INSKEEP: Three white men are accused of murdering Ahmaud Arbery. He was 25 years old and running while Black. Video shows that men chased him in a truck and also shows a struggle, followed by the sound of gunshots.

MARTINEZ: NPR's Debbie Elliott will be covering the trial. Debbie, good morning. Remind us what happened here.

DEBBIE ELLIOTT, BYLINE: It was February 2020 in a coastal neighborhood in Glynn County, Ga. Ahmaud Arbery, a former high school athlete, was out running. The three defendants chased him down with pickup trucks. They had suspected him of recent break-ins, although police had not linked him to any. Arbery was unarmed, but one of the men had a shotgun and confronted Arbery. Arbery fought back and was killed.

MARTINEZ: You've been spending some time in Brunswick, Ga. How do the people there talk about what's at stake here?

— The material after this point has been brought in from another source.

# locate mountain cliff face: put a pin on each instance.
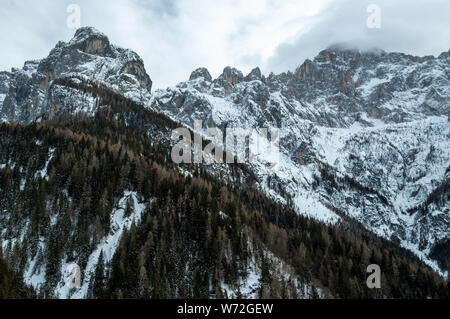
(27, 95)
(376, 122)
(364, 136)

ELLIOTT: You know, local activists, as well as members of Arbery's family, say this is yet another test in the nation's struggle for racial justice, in part because of how local officials initially handled this case, seemingly protecting the accused. No arrests were made until cell phone video of the killing recorded by one of the defendants was released, and this happened months later. It sparked sort of a local political awakening in the region around Brunswick. Bobby Henderson is co-founder of a group called A Better Glynn. It's a grassroots organization that has been pushing for accountability after this. He says Arbery was targeted solely because of his race.

BOBBY HENDERSON: A kid that ran every day met up against people who did not recognize his autonomy as an American citizen to be - to exist without shackles. And they wanted to subjugate him for the simple fact that he was in a place that they felt like he shouldn't be. He shouldn't be in their neighborhood.

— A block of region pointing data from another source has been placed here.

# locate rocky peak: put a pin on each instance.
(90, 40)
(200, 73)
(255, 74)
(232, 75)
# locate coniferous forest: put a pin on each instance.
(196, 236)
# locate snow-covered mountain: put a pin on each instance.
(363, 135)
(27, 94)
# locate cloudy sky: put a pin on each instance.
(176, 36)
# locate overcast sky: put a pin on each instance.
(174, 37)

MARTINEZ: The defendants, Debbie - who are the defendants, and how do they explain what they're being accused of?

ELLIOTT: Well, there are three defendants - a father and a son, Gregory and Travis McMichael. Travis was the gunman. His father had been an investigator in the district attorney's office and was a former police officer. The third defendant is one of their neighbors, William "Roddie" Bryan. He was the one who recorded everything on his cell phone. They're charged with murder, false imprisonment and aggravated assault in this state case. Now, separately, they're going to face federal hate crime charges in a trial early next year. Their lawyers are going to argue in this state case starting in Brunswick next week that they were not suspicious of Arbery because he was Black but because they had seen him trespassing on a new home construction site. Attorney Robert Rubin represents Travis McMichael. He says this was an attempt at a legal citizen's arrest that went tragically awry.

ROBERT RUBIN: If Mr. Arbery played out the way Travis and Greg hoped it would - Mr. Arbery had just stopped and said, OK, call the police. I'm not doing anything. I'll wait until the police come, and I'll explain exactly what I'm doing. He'd be alive today.

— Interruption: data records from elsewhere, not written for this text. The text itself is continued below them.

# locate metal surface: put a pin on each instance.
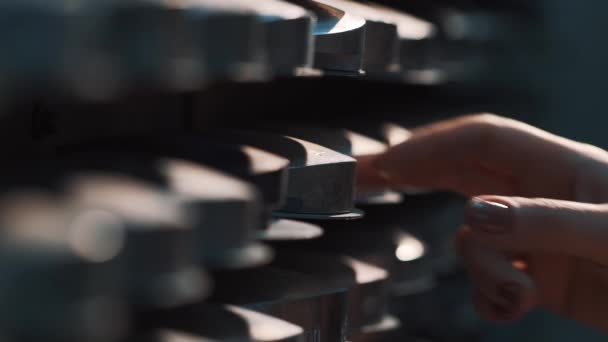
(100, 50)
(320, 181)
(317, 307)
(288, 33)
(388, 329)
(267, 171)
(344, 141)
(58, 282)
(339, 38)
(223, 210)
(228, 323)
(367, 285)
(381, 55)
(157, 258)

ELLIOTT: So the question is whether jurors will buy that - that this is somehow Arbery's fault. Now, we should note that the judge has prohibited people involved in the case from speaking to the media. He issued that order this week. Mr. Rubin spoke with me prior to that gag order.

MARTINEZ: And jury selection is set to start Monday. NPR's Debbie Elliott will be in Brunswick, Ga., covering all of it. Debbie, thanks.